What did the steak say to his enemy? I have a T-bone to pick with you!
A con artist tried to convince me he could ejaculate deli meat
What a load of bologna.
What became of the pig who got fired from his job? He became canned ham.
What did the lovesick pig sing to his girlfriend? Don't go bacon my heart!
What’s the best thing about being a butcher? You get to meat the best people.
Some types of meat like to play around a lot. These are generally the game types.
What is the best way to cook alligator meat? With a croc pot!

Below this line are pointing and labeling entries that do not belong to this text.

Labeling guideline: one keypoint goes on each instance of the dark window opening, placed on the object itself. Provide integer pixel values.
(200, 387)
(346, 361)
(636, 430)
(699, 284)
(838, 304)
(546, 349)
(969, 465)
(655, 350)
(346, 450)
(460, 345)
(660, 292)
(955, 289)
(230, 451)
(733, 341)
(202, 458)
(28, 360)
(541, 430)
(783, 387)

Our local butcher had to go to the doctor the other day. He didn’t know what was wrong, but said that he was feeling offal.
What do you call a group of cows that are on top of a hill? High steaks.
Digital burgers are nothing but processed meat.
Why did the FBI surround the president with cows? They were beefing up security!”
What's the most musical cut of chicken? The drumstick!
The cow intestine dish was offal, but the pig organ tacos was grocer!
Hot dog, I love a good meat pun.
There’s a suspicious email going around, with the subject line “Canned meat.” Don’t open it, it’s spam!
Lately my wife has been looking at me as if I'm a piece of meat....
And it wouldn't bother me, if she wasn't a vegan.
What do you call hot dogs in winter? Chilly dogs!
You might be startled to see a hamburger working out in your local gym. Don’t worry, they’re just there because they want better buns.
What's an astronaut's favorite meat? Launch meat!
Did you hear about the butcher that backed into the meat grinder?
He got a little behind in his work.
Are you a big fan of beef? I am. In fact, I could eat it until the cows come home.
If you’re looking for Valentine’s Day inspiration for a meat loving crush, try “Will you beef my Valentine?”
Eating no meat except fish is really bothersome.
I should stop being a Pesky-tarian.
What do you call a group of butchers coming together? A meating.
All the contestants at the pig Olympics were very happy with their prizes. They each won pork medallions.
How did the hotdog overcome his fear of ketchup? He mustered up the courage.
I have a friend who has been diagnosed with a phobia of sausages. She always fears the wurst.
Did you hear about the man who used to be addicted to eating raw meat? Don't worry, he's cured now!
What do you call meat balls falling from the sky? A meat-ior shower.
I tried to change my email password to “beef stew” the other day. It was refused because it was not stroganoff.
How do you defeat a meat-loving vampire? With a steak to the heart!
No one likes sausage puns, they are the wurst!